Al-Thani a déclaré à Rianovosti : « Nous avons de grands projets pour la production d’électricité et la construction de chemins de fer. Nous sommes en contact avec des entreprises russes et nous nous félicitons toujours du retour des entreprises russes en Libye, car elles sont très fiables et réalisent un travail de grande qualité. »
Parallèlement, en février, la Russie et l'Égypte se sont entendues sur un plan prévoyant l'aide de Moscou à la construction de la première centrale nucléaire du Caire.

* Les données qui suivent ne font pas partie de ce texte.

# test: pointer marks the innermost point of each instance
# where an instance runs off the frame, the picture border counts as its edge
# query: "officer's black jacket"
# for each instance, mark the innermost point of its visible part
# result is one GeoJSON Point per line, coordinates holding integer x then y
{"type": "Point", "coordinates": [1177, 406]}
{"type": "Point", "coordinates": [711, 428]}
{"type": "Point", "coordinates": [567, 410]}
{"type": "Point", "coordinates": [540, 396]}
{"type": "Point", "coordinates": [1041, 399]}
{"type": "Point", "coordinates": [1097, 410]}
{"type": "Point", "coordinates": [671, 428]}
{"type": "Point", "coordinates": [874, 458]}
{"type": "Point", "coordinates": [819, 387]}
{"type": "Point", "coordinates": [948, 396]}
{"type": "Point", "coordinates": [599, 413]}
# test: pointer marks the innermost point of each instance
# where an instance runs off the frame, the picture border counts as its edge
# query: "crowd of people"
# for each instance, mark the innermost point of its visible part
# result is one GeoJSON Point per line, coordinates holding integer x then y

Leçons tirées des manifestations de 2011
Pour éviter une crise alimentaire, l'une des causes des manifestations de 2011 (point de départ du Printemps arabe), l'Égypte s'est tournée vers la Russie pour obtenir de l'aide dans la construction d'installations de stockage afin d'aider le pays à « préserver » 80 % de ses besoins en céréales en guise de réserve en cas de fluctuations.
Parallèlement, au Conseil de sécurité de l'ONU, l'Égypte et la Libye souhaitent que la Russie, et non les États-Unis, prenne position en leur faveur. La Libye a demandé à la Russie de l'aider à lever l'embargo sur les armes, tandis que l'Égypte a besoin de sa coopération pour trouver une solution permettant une intervention militaire contre l'influence des djihadistes, après que les forces de l'État islamique en Libye ont tué 21 chrétiens égyptiens.
Le 25 février, une délégation de personnalités politiques yéménites est arrivée à Moscou à l'invitation de la Douma d'État russe. Le Yémen a actuellement besoin de l'aide de la Russie pour l'exploration pétrolière.
Par ailleurs, selon l'analyse de Rianovosti, la Syrie (où les États-Unis ont décidé de soutenir et d'entraîner des rebelles antigouvernementaux) pourrait également connaître une situation similaire à celle de la Libye. En cas de renversement du gouvernement, les États-Unis n'interviendraient pas de manière significative dans l'administration du pays, se contentant de perturber leurs relations économiques avec la Russie et l'Iran.